Los partidos políticos suelen recuperarse de las derrotas, pero lo que a menudo les cuesta digerir es la pérdida repentina de poder. Esta es la encrucijada en la que se encuentra el Trinamool Congress (TMC) en Bengala Occidental, un estado de más de 100 millones de habitantes en el este de la India.
Apenas un mes después de ser desalojado del gobierno, el partido se enfrenta a una rebelión de la mayoría de sus legisladores, una posible escisión entre sus diputados en el Parlamento y crecientes dudas sobre la autoridad de su fundadora, Mamata Banerjee.
Banerjee no es una líder regional cualquiera. En 2011, esta política combativa logró lo que muchos consideraban imposible: poner fin a 34 años ininterrumpidos de gobierno comunista en Bengala Occidental y desmantelar uno de los ejecutivos de izquierda elegidos democráticamente más longevos del mundo. La revista Time la incluyó posteriormente entre las 100 personas más influyentes del planeta.

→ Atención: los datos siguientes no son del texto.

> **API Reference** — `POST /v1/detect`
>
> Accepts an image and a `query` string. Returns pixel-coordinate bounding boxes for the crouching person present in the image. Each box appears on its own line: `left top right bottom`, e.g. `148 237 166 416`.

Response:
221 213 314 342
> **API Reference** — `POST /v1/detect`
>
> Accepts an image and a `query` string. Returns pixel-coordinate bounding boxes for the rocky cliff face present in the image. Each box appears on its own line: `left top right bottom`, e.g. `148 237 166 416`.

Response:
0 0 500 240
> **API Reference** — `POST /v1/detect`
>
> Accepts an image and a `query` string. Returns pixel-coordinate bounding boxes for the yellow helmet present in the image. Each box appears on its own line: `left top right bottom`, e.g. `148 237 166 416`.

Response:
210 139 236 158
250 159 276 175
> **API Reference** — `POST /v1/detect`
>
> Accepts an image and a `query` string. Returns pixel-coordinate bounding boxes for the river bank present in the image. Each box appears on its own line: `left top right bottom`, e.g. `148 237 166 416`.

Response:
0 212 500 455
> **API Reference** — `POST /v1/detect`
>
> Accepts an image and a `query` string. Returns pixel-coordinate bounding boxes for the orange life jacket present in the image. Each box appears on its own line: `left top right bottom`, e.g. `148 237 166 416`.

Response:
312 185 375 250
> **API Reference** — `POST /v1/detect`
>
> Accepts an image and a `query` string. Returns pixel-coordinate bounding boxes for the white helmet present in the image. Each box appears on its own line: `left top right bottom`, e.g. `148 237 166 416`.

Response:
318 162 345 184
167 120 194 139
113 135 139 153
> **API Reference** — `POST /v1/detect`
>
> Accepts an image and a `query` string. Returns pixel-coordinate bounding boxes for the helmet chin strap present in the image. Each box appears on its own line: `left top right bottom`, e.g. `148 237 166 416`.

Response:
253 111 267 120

Llegó a gobernar durante 15 años, convirtiendo al TMC en el partido regional de mayor éxito de la India y a ella misma en una de las políticas de oposición más formidables del país. Por eso, los acontecimientos del último mes resultan tan sorprendentes.
El mes pasado, el Bharatiya Janata Party (BJP) de Narendra Modi arrasó en Bengala Occidental, poniendo fin a 15 años de gobierno del TMC en medio de un potente cóctel de descontento con el gobierno saliente, polarización religiosa y controversias en torno al censo electoral. Aun así, el partido de Banerjee no fue aniquilado. Consiguió 26 millones de votos, apenas tres millones menos que el BJP, y retuvo aproximadamente el 40% del voto popular. Sigue siendo una fuerza política considerable, con 80 legisladores en la asamblea estatal y 28 miembros del parlamento.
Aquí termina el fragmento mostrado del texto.